Naturalmente, e per fortuna, la vita ha smentito queste mie ingenue congetture: Francesco, pur amando profondamente la sua terra d’origine, non ci è mai andato in visita da Papa e la situazione dei popoli latinoamericani non ha dato – mi pare – visibili segni di scuotimento, non c’è stato un Wałęsa argentino o una Solidarność latina a difesa dei poveri.
Eppure mi sento di dire che qualcosa di quella mia fallace “previsione” s’è avverata: ho visto lottare senza sosta quell’uomo, quel Papa, contro la povertà materiale che opprime moltitudini e contro quella spirituale che devasta altre moltitudini.
A tutti ha richiamato la vocazione cristiana alla solidarietà, tutti ha incitato al valore primordiale della speranza (citando anche Péguy): l’ha fatto in tutti i modi. Coi suoi modi, spicci e diretti. Garbati e sgarbati. Persuasivi e urticanti. E quanto ai tanti o ai pochi che l’hanno seguito, il numero non è comunque un indicatore valido: basta ricordare lo sbalzo tra le folle dell’ingresso di Gesù a Gerusalemme e la solitudine di qualche giorno dopo sul Golgota.

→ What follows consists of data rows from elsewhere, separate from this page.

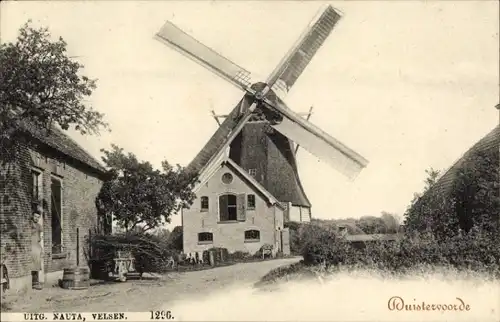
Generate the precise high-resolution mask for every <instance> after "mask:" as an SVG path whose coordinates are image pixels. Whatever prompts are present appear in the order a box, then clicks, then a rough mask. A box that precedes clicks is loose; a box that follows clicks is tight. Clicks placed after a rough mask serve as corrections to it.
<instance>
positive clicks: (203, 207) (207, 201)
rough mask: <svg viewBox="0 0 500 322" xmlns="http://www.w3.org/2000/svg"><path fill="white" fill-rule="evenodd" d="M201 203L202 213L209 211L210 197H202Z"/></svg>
mask: <svg viewBox="0 0 500 322" xmlns="http://www.w3.org/2000/svg"><path fill="white" fill-rule="evenodd" d="M200 203H201V205H200V206H201V207H200V208H201V211H208V197H207V196H203V197H201V200H200Z"/></svg>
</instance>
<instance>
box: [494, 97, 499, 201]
mask: <svg viewBox="0 0 500 322" xmlns="http://www.w3.org/2000/svg"><path fill="white" fill-rule="evenodd" d="M495 107H496V108H497V110H498V112H499V113H498V125H499V126H500V104H497V105H496V106H495ZM498 153H499V157H500V144H499V145H498ZM498 174H499V175H500V162H499V163H498ZM498 193H499V195H500V187H499V192H498Z"/></svg>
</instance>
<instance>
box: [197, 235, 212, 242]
mask: <svg viewBox="0 0 500 322" xmlns="http://www.w3.org/2000/svg"><path fill="white" fill-rule="evenodd" d="M213 242H214V235H213V234H212V233H198V243H200V244H212V243H213Z"/></svg>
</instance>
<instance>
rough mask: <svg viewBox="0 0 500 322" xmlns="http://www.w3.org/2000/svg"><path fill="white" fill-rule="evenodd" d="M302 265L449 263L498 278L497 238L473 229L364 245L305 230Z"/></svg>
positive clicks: (376, 267)
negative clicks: (304, 243) (490, 274)
mask: <svg viewBox="0 0 500 322" xmlns="http://www.w3.org/2000/svg"><path fill="white" fill-rule="evenodd" d="M304 239H305V244H304V247H303V252H302V255H303V257H304V264H306V265H318V264H323V265H325V266H326V267H328V266H339V265H345V266H363V267H367V268H375V269H382V270H387V271H392V272H405V271H409V270H412V269H413V268H415V267H417V266H420V265H430V266H445V267H449V266H452V267H454V268H457V269H472V270H475V271H484V272H489V273H493V274H495V275H497V276H499V277H500V237H499V236H498V234H493V233H490V232H484V231H480V230H479V229H472V230H471V231H470V232H469V233H467V234H465V233H464V234H462V235H456V236H453V237H447V238H443V239H439V240H438V239H437V238H436V237H435V236H434V235H433V234H432V233H422V234H418V233H413V234H411V235H410V234H406V235H402V236H401V238H400V239H398V240H394V241H371V242H366V243H364V246H365V247H355V244H353V243H349V242H346V241H343V240H342V239H339V238H338V237H336V236H335V232H332V231H330V230H329V229H327V228H325V227H320V226H315V225H311V226H310V227H308V229H307V230H306V231H305V232H304Z"/></svg>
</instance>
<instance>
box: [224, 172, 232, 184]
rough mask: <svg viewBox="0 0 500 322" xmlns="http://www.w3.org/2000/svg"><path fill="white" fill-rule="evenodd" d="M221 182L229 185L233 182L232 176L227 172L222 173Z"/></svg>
mask: <svg viewBox="0 0 500 322" xmlns="http://www.w3.org/2000/svg"><path fill="white" fill-rule="evenodd" d="M222 182H223V183H225V184H230V183H231V182H233V175H232V174H230V173H229V172H226V173H224V174H223V175H222Z"/></svg>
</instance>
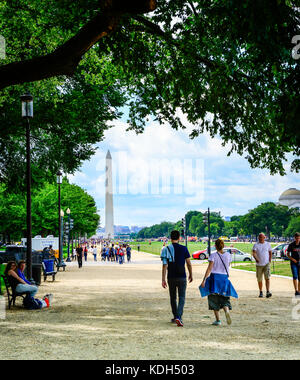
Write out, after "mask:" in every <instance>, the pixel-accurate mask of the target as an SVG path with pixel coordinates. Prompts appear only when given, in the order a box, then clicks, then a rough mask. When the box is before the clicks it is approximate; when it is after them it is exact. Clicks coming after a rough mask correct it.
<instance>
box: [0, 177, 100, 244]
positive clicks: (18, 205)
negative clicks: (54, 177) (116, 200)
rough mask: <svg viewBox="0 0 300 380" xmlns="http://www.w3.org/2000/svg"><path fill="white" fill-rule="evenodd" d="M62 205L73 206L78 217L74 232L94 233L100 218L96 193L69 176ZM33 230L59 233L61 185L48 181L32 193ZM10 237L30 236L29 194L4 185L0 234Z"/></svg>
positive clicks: (2, 190)
mask: <svg viewBox="0 0 300 380" xmlns="http://www.w3.org/2000/svg"><path fill="white" fill-rule="evenodd" d="M61 207H62V209H63V210H64V211H65V217H67V214H66V210H67V209H68V208H70V210H71V218H72V219H74V229H73V233H74V234H76V235H77V234H79V235H80V236H84V235H85V234H87V235H88V236H91V235H94V234H95V232H96V230H97V228H98V226H99V221H100V216H99V215H98V214H97V207H96V203H95V200H94V199H93V197H92V196H90V195H89V194H87V193H86V192H85V191H84V190H83V189H82V188H80V187H79V186H77V185H72V184H70V183H69V182H68V180H67V179H64V180H63V183H62V185H61ZM32 233H33V236H35V235H42V236H43V237H46V236H47V235H54V236H58V189H57V185H53V184H49V183H47V184H45V185H44V186H43V187H41V188H39V190H37V191H35V192H34V193H33V196H32ZM1 235H2V237H3V239H4V240H6V241H11V240H20V239H21V238H22V237H25V236H26V198H25V197H20V195H19V194H14V193H9V192H7V188H6V187H5V186H4V185H0V236H1Z"/></svg>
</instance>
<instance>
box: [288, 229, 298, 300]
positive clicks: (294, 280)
mask: <svg viewBox="0 0 300 380" xmlns="http://www.w3.org/2000/svg"><path fill="white" fill-rule="evenodd" d="M294 237H295V240H294V241H293V243H291V244H290V245H289V247H288V249H287V257H288V258H289V259H290V261H291V270H292V274H293V281H294V287H295V296H296V297H298V296H300V233H299V232H296V233H295V236H294Z"/></svg>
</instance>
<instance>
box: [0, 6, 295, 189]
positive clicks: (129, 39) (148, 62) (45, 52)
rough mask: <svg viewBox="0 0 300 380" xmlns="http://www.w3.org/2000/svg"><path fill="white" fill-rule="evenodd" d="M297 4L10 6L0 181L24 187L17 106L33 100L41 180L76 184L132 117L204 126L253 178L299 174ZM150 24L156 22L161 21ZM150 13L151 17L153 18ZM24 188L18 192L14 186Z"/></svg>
mask: <svg viewBox="0 0 300 380" xmlns="http://www.w3.org/2000/svg"><path fill="white" fill-rule="evenodd" d="M298 5H299V4H298V0H265V1H261V0H244V1H240V0H232V1H227V0H218V1H215V0H205V1H200V0H198V1H190V0H164V1H162V0H157V1H154V0H128V1H126V2H125V1H123V0H85V1H83V0H79V1H77V2H73V1H69V0H65V1H61V2H57V1H54V0H48V1H39V0H33V1H31V2H30V3H28V2H27V1H25V0H12V1H10V2H6V1H0V30H1V34H3V35H4V37H5V38H6V46H7V51H6V60H3V61H1V62H0V64H1V66H0V88H2V90H1V92H0V180H1V181H4V182H6V183H7V184H8V185H9V186H10V187H11V188H13V189H18V188H20V187H22V184H23V183H24V179H23V177H24V176H23V174H22V173H24V168H23V162H24V127H23V126H22V123H21V121H20V105H19V96H20V95H21V93H22V92H24V91H26V90H29V91H31V93H32V94H33V95H34V97H35V118H34V121H33V123H32V133H33V144H32V145H33V147H32V148H33V153H34V154H33V178H34V180H35V181H36V182H42V181H45V180H48V181H49V180H51V178H53V173H55V172H56V170H57V169H58V168H62V169H63V170H64V171H65V172H66V173H72V172H74V171H75V170H76V169H77V168H78V167H79V166H80V165H81V163H82V161H83V160H86V159H88V158H89V157H90V156H91V155H92V154H94V151H95V150H94V146H95V145H94V144H95V143H97V142H100V141H101V140H102V139H103V132H104V130H105V129H106V128H109V126H110V125H111V121H112V120H114V119H116V118H118V117H119V116H120V112H119V111H120V109H121V107H124V106H126V107H128V109H129V120H128V121H129V124H130V128H132V129H134V130H136V131H137V132H142V131H143V129H144V127H145V123H146V122H147V118H149V117H154V118H156V119H157V120H158V121H159V122H160V123H164V122H168V123H170V124H171V126H172V127H173V128H176V129H178V128H184V127H185V125H184V124H183V122H182V120H181V119H180V118H179V117H178V111H179V110H181V111H182V112H183V113H184V114H185V115H186V117H187V120H188V122H189V123H192V124H193V125H194V131H193V133H192V135H191V137H193V138H196V137H197V136H198V135H199V134H201V133H203V132H204V131H208V132H209V133H210V135H211V136H212V137H215V136H220V137H221V138H222V140H223V142H224V144H226V143H228V144H229V148H228V149H229V154H230V153H233V152H237V153H238V154H240V155H243V156H245V157H246V159H247V160H248V161H249V163H250V165H251V166H252V167H260V168H268V169H269V171H270V172H271V173H276V172H278V173H280V174H284V173H285V171H286V170H285V167H284V163H285V160H286V155H287V154H288V153H291V154H292V153H293V154H294V155H295V156H296V157H295V160H294V161H293V163H292V169H294V170H299V169H300V161H299V160H298V159H297V156H298V155H299V151H300V132H299V131H300V128H299V117H298V115H299V111H300V95H299V86H300V83H299V78H300V75H299V63H298V62H299V61H296V60H294V59H293V58H292V55H291V50H292V48H293V47H294V45H292V43H291V41H292V37H293V36H294V35H296V34H299V33H298V32H299V25H300V16H299V14H300V11H299V7H298ZM151 11H152V13H149V12H151ZM148 13H149V14H148ZM16 182H17V183H16Z"/></svg>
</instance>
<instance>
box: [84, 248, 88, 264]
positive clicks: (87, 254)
mask: <svg viewBox="0 0 300 380" xmlns="http://www.w3.org/2000/svg"><path fill="white" fill-rule="evenodd" d="M87 255H88V249H87V247H86V246H85V248H84V261H87Z"/></svg>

“Di nessuno seguo l’esempio, nessuno a dirigermi viene, io dico ciò che va detto, e chi in tal guaio si pianta deve cantar quando canta con tutta la voce che tiene” recita un verso del poema nazionale argentino Martín Fierro, un fiero gaucho in perenne lotta contro avversità e ingiustizie e alla ricerca di una umanità più autentica. Ed è impressionante riscontrare quanto i versi di quell’opera dal sapore epico e picaresco abbiano ispirato e nutrito la mentalità e l’espressività bergogliana, fino a una sorta, verrebbe da dire, di identificazione.
“El hombre no mate el hombre” Francesco ha ripetuto con Fierro senza sosta ai troppi belligeranti di questo tempo. Sì d’accordo, è un insegnamento universale di Cristo, cui però l’incarnazione poetica nazionale conferisce, se possibile, ulteriore vigore – e ciascuna nazione possiede le proprie “incarnazioni” (“ma tu, foco d’amor, lume del cielo, questa vertù che nuda e fredda giace levala su vestita del tuo velo, ché sanza lei non è in terra pace”: Dante su giustizia e pace).
E poi i “lunfardismi” bergogliani, quel suo disinibito far ricorso alle distorsioni e ai neologismi del porteño, il dialetto popolare bairense, spregiudicatamente brandito dal combattente Francesco quasi in alternativa all’algido perfettismo dell’omiletica ecclesiastica, fino al conio di nuove parole come la stupenda “misericordiando”. Anche quella contro la comunicazione standardizzata e anodina è stata una lotta.
E così il papa gaucho ha trasformato l’orbe intero nella sua amata pampa in cui si dispiega l’avventura umana di Fierro, ha fatto l’andirivieni (la “ida” e la “vuelta”) tra il mondo civilizzato e quello selvaggio, tra i gringos e i criollos, tra l’Occidente e il resto del mondo. Portando a tutti, opportune et importune, la speranza di Gesù, segno di contraddizione. E rimanendo il ribelle, devoto di Maria, che è sempre stato. Grazie Francesco, per tutte le volte che mi hai smentito, per tutte le volte che non ti ho capito.